Research has documented that most men become much more jealous about sexual infidelity than they do about emotional infidelity. Women are the opposite. The prevailing theory is that the difference has evolutionary origins: Men learned over eons to be hyper-vigilant about sex because they can never be absolutely certain they are the father of a child, while women are much more concerned about having a partner who is committed to raising a family.

New research conducted by Pennsylvania State University psychologists now suggests an alternative explanation. The study argues that the difference may be rooted more in individual differences in personality that result from one's relationship history but that can fall along gender lines. The findings appear in Psychological Science.

The researchers doubted the prevailing evolutionary explanation because there is a conspicuous subset of men who like most women find emotional betrayal more distressing than sexual infidelity. Why would this be? Some people—men and women alike—are more secure in their attachments to others, while others tend to be more dismissive of the need for close attachment relationships.

Psychologists see this compulsive self-reliance as a defensive strategy—protection against deep-seated feelings of vulnerability. Levy and Kelly hypothesized that these individuals would tend to be concerned with the sexual aspects of relationships rather than emotional intimacy.
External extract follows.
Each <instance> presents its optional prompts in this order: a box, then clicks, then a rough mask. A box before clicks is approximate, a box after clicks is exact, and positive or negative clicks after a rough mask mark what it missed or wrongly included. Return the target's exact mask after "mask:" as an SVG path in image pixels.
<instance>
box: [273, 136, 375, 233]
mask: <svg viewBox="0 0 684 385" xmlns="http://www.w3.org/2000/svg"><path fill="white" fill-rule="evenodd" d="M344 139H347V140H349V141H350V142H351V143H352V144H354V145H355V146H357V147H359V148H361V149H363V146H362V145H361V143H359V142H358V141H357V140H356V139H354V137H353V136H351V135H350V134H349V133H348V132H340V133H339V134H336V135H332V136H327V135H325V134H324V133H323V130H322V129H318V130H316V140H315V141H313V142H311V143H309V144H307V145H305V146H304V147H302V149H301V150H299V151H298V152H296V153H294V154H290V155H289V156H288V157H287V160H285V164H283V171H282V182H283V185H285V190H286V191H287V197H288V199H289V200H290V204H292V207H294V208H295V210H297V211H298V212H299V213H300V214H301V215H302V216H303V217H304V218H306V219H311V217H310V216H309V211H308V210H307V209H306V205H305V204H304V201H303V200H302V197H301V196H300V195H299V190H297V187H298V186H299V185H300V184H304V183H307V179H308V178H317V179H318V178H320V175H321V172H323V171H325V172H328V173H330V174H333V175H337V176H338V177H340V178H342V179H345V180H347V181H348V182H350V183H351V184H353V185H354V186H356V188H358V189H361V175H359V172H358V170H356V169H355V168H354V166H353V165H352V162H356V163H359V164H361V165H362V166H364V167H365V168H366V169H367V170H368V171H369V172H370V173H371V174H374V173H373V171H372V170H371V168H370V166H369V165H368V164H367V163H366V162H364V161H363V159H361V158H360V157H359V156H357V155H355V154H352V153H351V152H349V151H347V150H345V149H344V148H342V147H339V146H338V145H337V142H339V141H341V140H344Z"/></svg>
Similar to earlier studies examining sex differences in jealousy, Levy and Kelly asked men and women which they would find more distressing—sexual infidelity or emotional infidelity. Participants also completed additional assessments including a standard and well validated measure of attachment style in romantic relationships.

The authors say the findings confirmed their hypotheses: those with a dismissing attachment style— who prize their autonomy in relationships over commitment—were much more upset about sexual infidelity than emotional infidelity. And conversely, those securely attached in relationships—including securely attached men—were much more likely to find emotional betrayal more upsetting.

These findings imply that the psychological and cultural-environmental mechanisms underlying sex differences in jealousy may have greater roles than previously recognized and suggest that jealousy is more multiply determined than previously hypothesized.